Conducting research to test common sense often makes us go beyond
the common sense theory of behavior.
Observation of the World
Curiousity sparked by observation often leads to asking questions about
phenomena (ie. When I hide something in a special place I often forget
where I put it). This is what leads most students to engage in their first
research project.
There is a great diversity of the ideas that can be generated in this way.
Fried suggested that the negative reaction to rap music may arise because it
is associated with Black music. To test this he asked participants to read
lyrics to a folk song with a violent message and he told them it was either a
rap song or a country song. He found they had more negative reactions when
they were told it was a rap song.
Lynn was a waiter through university and during that time formed many
hypotheses about what increased tips. He took this further and used a
scientific approach to test his ideas, making an entire career out of it and
making many new discoveries. Lynn exemplifies that taking a scientific
approach to a problem can lead to important applications.

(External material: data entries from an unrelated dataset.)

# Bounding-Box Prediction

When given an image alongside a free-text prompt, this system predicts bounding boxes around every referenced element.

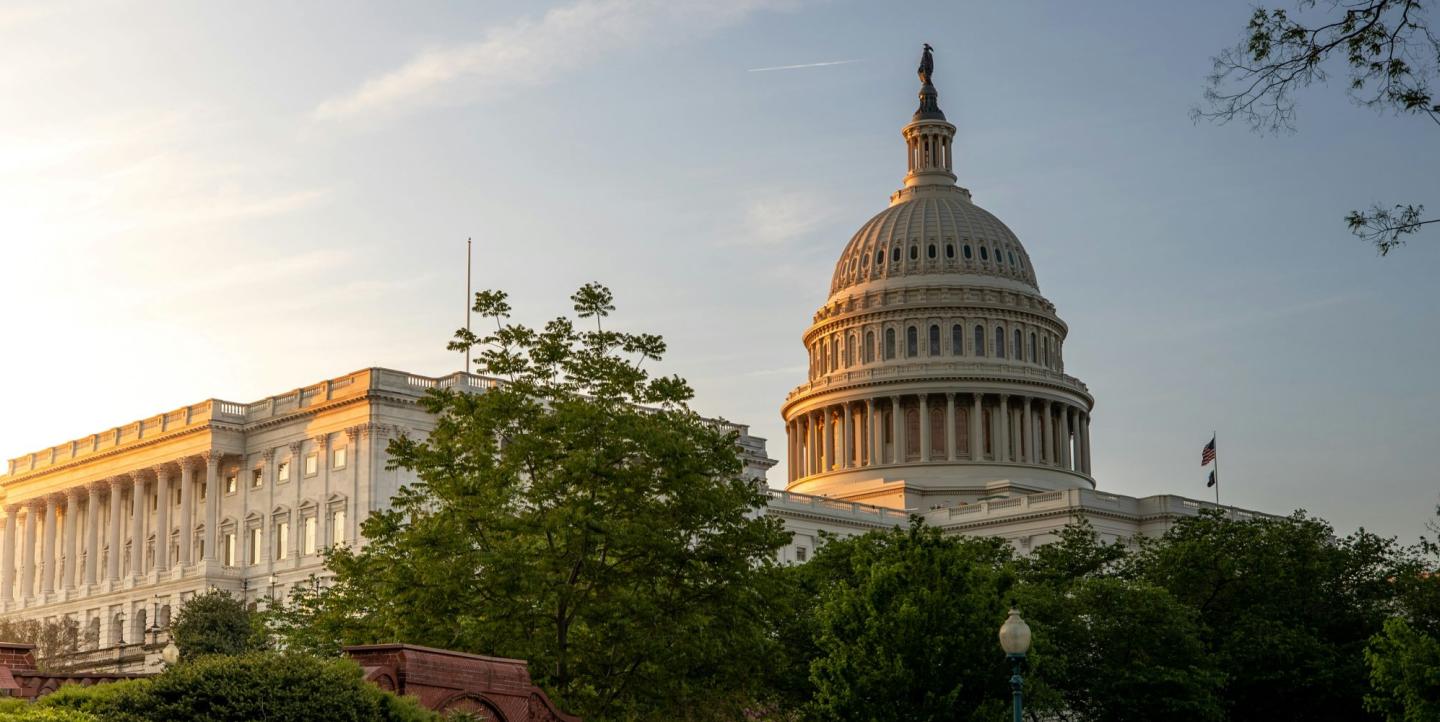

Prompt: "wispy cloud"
[311,0,799,120]
[744,58,861,72]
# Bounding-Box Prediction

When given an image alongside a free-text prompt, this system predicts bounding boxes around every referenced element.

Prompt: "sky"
[0,0,1440,540]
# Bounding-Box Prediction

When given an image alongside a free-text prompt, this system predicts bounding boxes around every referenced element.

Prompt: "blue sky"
[0,0,1440,538]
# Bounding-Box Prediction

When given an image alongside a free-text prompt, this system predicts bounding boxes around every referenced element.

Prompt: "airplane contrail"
[744,58,860,72]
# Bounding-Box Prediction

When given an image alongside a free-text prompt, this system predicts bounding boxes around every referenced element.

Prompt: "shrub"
[40,653,439,722]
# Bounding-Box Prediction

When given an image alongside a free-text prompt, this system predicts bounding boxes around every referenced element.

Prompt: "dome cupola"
[782,45,1094,510]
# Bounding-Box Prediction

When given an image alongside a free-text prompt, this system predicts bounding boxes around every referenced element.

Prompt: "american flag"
[1200,437,1215,465]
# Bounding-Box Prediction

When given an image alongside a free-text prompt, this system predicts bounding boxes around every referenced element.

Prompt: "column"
[865,398,881,467]
[945,393,955,461]
[62,487,85,589]
[995,393,1014,461]
[1060,406,1071,468]
[969,393,985,461]
[20,499,40,601]
[1020,396,1040,464]
[890,396,904,464]
[180,458,194,566]
[105,477,125,582]
[130,474,145,578]
[819,406,835,474]
[40,494,60,595]
[204,448,220,562]
[1044,401,1056,465]
[156,465,170,574]
[0,504,20,604]
[85,481,104,587]
[920,393,930,461]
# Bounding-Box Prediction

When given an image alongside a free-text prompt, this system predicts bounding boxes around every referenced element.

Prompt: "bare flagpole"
[461,238,475,376]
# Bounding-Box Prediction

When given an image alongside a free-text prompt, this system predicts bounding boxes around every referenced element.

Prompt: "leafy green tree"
[270,284,785,721]
[1194,0,1440,255]
[809,519,1012,721]
[170,589,268,659]
[1015,520,1224,722]
[1129,512,1400,722]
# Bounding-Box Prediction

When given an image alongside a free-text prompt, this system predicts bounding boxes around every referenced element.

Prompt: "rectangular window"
[275,522,289,559]
[301,516,320,556]
[330,509,346,545]
[245,526,261,566]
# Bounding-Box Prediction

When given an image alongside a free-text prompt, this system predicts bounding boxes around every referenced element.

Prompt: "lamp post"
[999,608,1030,722]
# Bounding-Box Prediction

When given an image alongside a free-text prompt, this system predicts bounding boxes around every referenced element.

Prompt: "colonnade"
[786,392,1090,481]
[0,451,223,602]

Serendipity sometimes the most interesting discoveries are the result of
accident of sheer luck. Pavlov (and the salivating dog) is an excellent
example of this. Such discoveries can only be made by luck when you are
studying the world with an inquisitive eye.
Theories
Theories serve two important functions in increasing our understanding of
behavior.
They organize and explain a variety of specific facts or descriptions of
behavior. Such facts are meaningless on their own, so theories impose a
framework on them, making the world more comprehensible by providing a
few abstract concepts around which we can organize and explain a variety of
behaviors (ie. Darwins theory of evolution).
They generate new knowledge by focusing our thinking so we notice new
aspects of behavior they guide our observation of the world.